DeVos has almost no experience in the education sector; the Center for American Progress, a liberal think tank, suggested her deep pockets were her primary credential.
Its analysis found that her family had donated a quarter of a million dollars to members of the education committee responsible for vetting nominations, and more than US$950,000 to 21 senators who would weigh in on her confirmation. Vice President Mike Pence cast the vote that broke the 50-50 deadlock, the first time a vice president’s tie-breaking power was needed to install a member of the president’s Cabinet.
DeVos cared mostly about the K-12 sector, so in some ways her neglect of higher education spared it from what might have been. She was successful in reversing two key Obama-era regulations.
One gave more rights to students accused of campus sexual assault and harassment. Those include a live hearing and a cross-examination of the accuser, which victims’ rights groups argue unnecessarily forces survivors to relive their trauma.
The other, known as the ‘borrower defence to repayment’, made it harder for student borrowers to claim they were defrauded by their schools and have their loans forgiven. The Obama administration’s policy was intended to hold for-profit colleges accountable for providing a quality education.
The Biden administration is likely to overturn both of these, though each must go through a negotiated regulatory process, which will take time.
DeVos, one of the few Cabinet members to stay on with Trump nearly to the end of his four years in office, tendered her resignation the day after the US Capital building was ransacked at Trump’s urging.
In her resignation letter, her list of higher education accomplishments can hardly be called revolutionary. Just about every incoming administration tinkers with, and takes credit for simplifying, the federal student aid process.
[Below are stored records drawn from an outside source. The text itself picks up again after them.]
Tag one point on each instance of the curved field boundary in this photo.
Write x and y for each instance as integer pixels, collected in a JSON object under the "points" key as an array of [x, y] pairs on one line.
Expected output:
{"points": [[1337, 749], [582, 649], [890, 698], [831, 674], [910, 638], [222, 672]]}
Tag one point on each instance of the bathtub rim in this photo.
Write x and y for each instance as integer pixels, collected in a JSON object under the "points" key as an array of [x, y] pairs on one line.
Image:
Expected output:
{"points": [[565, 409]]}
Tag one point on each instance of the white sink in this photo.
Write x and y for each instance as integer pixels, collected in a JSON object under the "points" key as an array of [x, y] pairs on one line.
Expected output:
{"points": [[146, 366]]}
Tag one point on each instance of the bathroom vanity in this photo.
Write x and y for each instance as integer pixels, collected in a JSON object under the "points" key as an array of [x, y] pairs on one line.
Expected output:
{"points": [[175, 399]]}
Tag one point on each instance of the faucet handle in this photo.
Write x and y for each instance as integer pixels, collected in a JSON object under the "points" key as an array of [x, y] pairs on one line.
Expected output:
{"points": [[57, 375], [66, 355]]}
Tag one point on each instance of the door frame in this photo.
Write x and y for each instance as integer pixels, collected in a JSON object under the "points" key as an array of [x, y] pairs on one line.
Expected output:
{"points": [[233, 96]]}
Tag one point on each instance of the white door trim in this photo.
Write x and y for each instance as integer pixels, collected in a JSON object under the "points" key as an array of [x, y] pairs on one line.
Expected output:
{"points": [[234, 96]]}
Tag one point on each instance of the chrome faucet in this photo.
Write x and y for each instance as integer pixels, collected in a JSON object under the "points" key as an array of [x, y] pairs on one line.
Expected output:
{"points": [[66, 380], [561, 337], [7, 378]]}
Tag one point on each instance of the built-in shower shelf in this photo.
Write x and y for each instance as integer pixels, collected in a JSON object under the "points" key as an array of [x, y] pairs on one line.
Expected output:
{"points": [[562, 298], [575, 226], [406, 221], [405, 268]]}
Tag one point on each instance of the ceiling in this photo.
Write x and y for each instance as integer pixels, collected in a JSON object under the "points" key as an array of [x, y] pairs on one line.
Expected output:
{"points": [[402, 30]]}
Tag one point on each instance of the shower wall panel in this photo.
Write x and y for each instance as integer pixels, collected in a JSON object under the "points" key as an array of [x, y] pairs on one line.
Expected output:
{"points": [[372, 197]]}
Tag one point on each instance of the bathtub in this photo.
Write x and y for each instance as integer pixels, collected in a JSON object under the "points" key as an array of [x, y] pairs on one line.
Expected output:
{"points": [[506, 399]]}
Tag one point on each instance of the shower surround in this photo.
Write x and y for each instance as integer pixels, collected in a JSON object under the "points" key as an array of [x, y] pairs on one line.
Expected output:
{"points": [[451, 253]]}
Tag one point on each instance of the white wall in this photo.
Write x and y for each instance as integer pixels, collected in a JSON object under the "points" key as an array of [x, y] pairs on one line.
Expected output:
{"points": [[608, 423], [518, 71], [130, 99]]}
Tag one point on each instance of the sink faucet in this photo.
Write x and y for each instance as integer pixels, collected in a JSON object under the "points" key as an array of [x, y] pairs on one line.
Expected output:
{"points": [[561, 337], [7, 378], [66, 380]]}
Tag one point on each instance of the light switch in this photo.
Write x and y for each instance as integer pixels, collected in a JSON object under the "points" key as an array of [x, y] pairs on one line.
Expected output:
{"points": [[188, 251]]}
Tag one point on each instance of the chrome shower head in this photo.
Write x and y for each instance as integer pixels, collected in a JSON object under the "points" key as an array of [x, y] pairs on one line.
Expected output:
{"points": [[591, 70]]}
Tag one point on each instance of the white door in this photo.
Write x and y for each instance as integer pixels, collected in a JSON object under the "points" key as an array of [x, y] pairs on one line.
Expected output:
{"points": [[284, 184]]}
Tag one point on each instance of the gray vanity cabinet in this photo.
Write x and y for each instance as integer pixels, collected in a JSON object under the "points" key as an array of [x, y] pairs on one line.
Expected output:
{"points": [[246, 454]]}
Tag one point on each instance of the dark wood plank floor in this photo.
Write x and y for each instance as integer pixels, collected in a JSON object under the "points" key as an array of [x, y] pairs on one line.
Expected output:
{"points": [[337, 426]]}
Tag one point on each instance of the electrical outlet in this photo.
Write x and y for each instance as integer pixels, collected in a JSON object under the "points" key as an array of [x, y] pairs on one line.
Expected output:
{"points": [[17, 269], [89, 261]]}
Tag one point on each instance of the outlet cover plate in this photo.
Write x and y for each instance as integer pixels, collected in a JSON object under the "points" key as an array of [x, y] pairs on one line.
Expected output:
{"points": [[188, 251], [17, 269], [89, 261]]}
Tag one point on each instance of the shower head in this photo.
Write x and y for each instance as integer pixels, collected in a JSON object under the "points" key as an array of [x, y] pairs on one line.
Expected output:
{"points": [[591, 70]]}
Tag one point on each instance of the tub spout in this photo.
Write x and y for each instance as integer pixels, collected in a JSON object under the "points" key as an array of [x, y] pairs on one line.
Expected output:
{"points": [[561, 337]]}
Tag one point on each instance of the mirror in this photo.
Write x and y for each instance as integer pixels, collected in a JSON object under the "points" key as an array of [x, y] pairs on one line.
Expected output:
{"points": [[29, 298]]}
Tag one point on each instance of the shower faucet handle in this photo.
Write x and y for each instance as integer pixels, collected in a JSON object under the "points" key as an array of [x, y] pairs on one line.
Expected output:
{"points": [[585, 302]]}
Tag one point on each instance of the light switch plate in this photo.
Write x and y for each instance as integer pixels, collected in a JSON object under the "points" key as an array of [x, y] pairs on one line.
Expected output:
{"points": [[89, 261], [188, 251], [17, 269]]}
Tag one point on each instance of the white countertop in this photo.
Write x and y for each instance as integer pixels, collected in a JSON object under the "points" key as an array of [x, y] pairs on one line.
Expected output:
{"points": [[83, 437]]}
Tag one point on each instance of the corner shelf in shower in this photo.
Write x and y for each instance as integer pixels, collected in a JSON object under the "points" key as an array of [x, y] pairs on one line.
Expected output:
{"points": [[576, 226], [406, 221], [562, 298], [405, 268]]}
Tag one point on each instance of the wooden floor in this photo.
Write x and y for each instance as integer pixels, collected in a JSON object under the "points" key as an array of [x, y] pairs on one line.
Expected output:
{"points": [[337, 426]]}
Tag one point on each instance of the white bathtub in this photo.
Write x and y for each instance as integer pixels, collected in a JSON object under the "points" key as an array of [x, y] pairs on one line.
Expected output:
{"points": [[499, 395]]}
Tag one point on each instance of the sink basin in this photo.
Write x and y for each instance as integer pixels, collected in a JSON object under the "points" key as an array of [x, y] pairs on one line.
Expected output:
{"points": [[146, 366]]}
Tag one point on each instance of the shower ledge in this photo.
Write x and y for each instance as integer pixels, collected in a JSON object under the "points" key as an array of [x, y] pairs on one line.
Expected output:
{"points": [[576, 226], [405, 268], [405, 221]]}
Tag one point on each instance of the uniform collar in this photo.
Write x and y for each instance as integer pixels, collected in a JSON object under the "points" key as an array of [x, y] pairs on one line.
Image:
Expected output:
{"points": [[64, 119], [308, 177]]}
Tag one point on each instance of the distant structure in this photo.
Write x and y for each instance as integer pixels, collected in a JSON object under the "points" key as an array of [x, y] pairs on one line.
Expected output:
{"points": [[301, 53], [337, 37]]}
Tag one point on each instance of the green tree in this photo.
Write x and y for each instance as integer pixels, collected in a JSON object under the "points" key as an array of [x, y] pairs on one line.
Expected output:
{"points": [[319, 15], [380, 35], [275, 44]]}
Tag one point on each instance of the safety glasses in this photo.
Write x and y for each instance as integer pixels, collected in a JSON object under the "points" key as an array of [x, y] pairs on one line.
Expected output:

The Trump administration restored year-round access to federal grants for low-income students, an action Congress had taken weeks earlier.
While Trump signed legislation to strengthen funding for historically black colleges, his dubious boast that these institutions “never ever had better champions in the White House” has already been overshadowed by Vice President Kamala Harris. She is a proud alumnus of Howard University, a historically black college in Washington, DC.
DeVos’s greatest failure may have been her inability to drum up bipartisan support for Trump administration initiatives. In her farewell letter to Congress, DeVos urged lawmakers to reject attempts by the Biden administration to reverse course. Given that Democrats are in control of both the House of the Representatives and the Senate, that is unlikely.
When DeVos tendered her resignation earlier this month, Massachusetts Senator Elizabeth Warren, tweeted: “Good riddance Betsy.”